To minimize their risk, some U.S. businesses that have few European customers are blocking EU IP addresses from accessing their website, notes Christopher Woods, director of audit and compliance for Nuix, a global software company that helps organizations with security, risk and compliance threats.

What’s the penalty for not complying with GDPR?

If you’re bound by the requirements of the GDPR and fail to comply, your company could face fines of up to 4 percent of your company’s annual global revenues or 20 million euros (equivalent to about $23 million), whichever is greater. Fines are tiered based on the infraction. Don’t count on being exempt because you’re on U.S. soil. “The EU has signaled that they are willing to use existing international treaties to fine data controllers outside of the EU,” explains GDPR security analyst Jonas De Oliveira of SecurityMetrics, a company specializing in data security and protection, including solutions for GDPR compliance.

Are small, independent restaurants exempt?

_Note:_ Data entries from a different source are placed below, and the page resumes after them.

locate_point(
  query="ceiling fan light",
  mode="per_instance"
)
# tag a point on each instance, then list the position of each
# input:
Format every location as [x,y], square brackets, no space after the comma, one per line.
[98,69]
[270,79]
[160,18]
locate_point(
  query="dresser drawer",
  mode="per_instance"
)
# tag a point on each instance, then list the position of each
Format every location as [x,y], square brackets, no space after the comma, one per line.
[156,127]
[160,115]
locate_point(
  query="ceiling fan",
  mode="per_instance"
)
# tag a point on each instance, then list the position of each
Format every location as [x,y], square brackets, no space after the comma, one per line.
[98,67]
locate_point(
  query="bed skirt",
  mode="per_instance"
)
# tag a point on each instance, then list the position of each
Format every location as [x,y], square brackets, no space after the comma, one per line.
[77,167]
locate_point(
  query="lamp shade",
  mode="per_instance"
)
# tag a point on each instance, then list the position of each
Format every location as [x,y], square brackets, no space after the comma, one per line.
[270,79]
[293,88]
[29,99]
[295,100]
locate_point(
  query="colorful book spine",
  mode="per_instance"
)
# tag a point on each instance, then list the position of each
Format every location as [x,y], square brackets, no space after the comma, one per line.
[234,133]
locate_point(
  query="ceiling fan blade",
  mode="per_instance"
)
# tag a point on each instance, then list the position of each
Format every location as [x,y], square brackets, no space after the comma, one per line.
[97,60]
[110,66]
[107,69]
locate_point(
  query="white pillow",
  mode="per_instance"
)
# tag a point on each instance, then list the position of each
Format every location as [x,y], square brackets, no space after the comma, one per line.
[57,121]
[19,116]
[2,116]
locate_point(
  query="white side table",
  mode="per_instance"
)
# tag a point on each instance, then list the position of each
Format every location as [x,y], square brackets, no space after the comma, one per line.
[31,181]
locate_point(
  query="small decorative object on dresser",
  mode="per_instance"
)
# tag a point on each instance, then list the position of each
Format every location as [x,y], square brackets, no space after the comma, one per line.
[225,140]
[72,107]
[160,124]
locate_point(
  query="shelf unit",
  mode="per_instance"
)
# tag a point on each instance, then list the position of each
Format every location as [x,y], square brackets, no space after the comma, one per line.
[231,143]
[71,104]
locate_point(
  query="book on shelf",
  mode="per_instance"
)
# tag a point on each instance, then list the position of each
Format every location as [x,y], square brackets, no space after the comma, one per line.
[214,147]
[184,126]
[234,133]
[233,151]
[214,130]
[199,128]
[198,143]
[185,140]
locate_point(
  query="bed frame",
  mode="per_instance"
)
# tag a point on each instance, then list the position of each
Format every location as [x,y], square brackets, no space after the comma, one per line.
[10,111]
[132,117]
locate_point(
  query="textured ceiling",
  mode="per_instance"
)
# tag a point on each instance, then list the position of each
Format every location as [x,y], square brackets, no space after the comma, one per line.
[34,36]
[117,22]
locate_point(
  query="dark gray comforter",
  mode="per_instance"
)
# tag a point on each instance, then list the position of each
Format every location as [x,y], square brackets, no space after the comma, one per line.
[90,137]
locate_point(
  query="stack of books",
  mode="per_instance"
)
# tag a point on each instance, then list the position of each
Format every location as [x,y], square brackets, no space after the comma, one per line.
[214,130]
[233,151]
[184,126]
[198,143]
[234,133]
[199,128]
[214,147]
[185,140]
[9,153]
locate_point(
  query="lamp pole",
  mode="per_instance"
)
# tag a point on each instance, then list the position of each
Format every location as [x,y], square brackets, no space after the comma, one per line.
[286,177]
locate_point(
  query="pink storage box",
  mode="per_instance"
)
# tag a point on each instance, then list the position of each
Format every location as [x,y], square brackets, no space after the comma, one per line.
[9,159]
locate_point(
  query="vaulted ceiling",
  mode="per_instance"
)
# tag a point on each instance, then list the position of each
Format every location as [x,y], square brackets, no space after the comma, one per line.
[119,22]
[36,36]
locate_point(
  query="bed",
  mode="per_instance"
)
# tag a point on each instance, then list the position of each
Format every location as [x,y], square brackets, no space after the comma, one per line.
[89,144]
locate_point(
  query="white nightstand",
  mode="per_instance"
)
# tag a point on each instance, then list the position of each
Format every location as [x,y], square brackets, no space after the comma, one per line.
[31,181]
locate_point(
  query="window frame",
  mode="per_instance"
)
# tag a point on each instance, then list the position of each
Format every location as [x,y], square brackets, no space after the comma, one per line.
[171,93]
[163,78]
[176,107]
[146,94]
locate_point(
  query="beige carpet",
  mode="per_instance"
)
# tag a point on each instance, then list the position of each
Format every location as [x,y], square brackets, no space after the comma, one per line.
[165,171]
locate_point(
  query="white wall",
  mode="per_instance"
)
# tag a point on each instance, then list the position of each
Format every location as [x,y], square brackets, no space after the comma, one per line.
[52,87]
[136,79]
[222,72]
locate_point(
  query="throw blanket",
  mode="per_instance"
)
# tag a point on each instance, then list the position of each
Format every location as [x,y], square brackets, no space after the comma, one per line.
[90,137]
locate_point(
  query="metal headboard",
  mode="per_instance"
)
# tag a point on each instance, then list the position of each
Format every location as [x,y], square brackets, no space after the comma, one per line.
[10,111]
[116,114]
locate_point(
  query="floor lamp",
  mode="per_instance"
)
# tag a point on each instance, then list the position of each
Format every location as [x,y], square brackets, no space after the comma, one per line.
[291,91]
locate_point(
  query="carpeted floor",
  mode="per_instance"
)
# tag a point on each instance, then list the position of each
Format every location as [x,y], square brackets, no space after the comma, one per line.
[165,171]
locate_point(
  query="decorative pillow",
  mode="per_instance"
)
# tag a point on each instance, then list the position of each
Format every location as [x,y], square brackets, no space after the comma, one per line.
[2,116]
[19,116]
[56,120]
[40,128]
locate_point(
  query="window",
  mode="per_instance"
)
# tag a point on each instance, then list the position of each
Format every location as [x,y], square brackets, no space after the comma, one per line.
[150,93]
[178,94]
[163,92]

Businesses are required to comply regardless of size if they handle personal data of EU citizens. However, “Chances are slim to none that mom-and-pop shops will face fines,” predicts Woods. “It takes too much time and money to audit all these businesses. Are they going to go after $8.8 billion from Facebook and Google or $50,000 from a small restaurant?”

How can I comply?

Here are six steps to get started:

  1. Follow the data. GDPR applies to all personal identifiable information (PII).  This could be as simple as an individual’s name, address, email address or birthdate—all information restaurants gather through table reservations, loyalty programs and more. Start by identifying your current PII holdings. Conduct a comprehensive data audit, recommends Jo Fontaine, managing director of the UK office for Fishbowl. “Trace the journey of how the data came in,” she advises. Check what type of consent you’ve received, including what terms you gave individuals, and confirm whether it meets GDPR standards. Delete data as necessary.
     
  2. Get valid consent. GDPR mandates that organizations have a “lawful basis” for collecting and using personal data. One acceptable option is to get individuals to freely consent. Under GDPR, they must opt in, not simply opt out, of data collection and usage. “Don’t use pre-ticked boxes or any other method of default consent,” advises “The Guide to the General Data Protection Regulation,” by the UK’s Information Commissioner’s Office. “Be specific and ‘granular’ so that you get separate consent for separate things. Vague or blanket consent is not enough,” the guide continues.
     
  3. Give customers more control over their data. Under GDPR, organizations must provide individuals with easy access to their data and allow them to have their data deleted upon request. Update your systems and procedures to allow for a quick response to these requests.
     
  4. Update your privacy and cookies policies. Review and revise your policies as necessary to ensure that you are being transparent about data collection and usage. Your privacy notice should clearly note your lawful basis for processing the data and how the data will be used. Cookies—small files of identifying information generated by a website—are considered PII, so be sure to update your cookies policy and post it clearly on your website.
     
  5. Verify that third-party suppliers are in compliance. Confirm that your online reservation company, website development company, email marketing firm, loyalty app and any other third-party supplier that processes data are following proper procedures. “Ask your vendors for a data processing agreement that specifies that they’re in compliance with GDPR,” recommends David Fowler, vice president of strategic services at Fishbowl.
     
  6. Document all your work. Documentation will help demonstrate your due diligence should your restaurant ever be audited.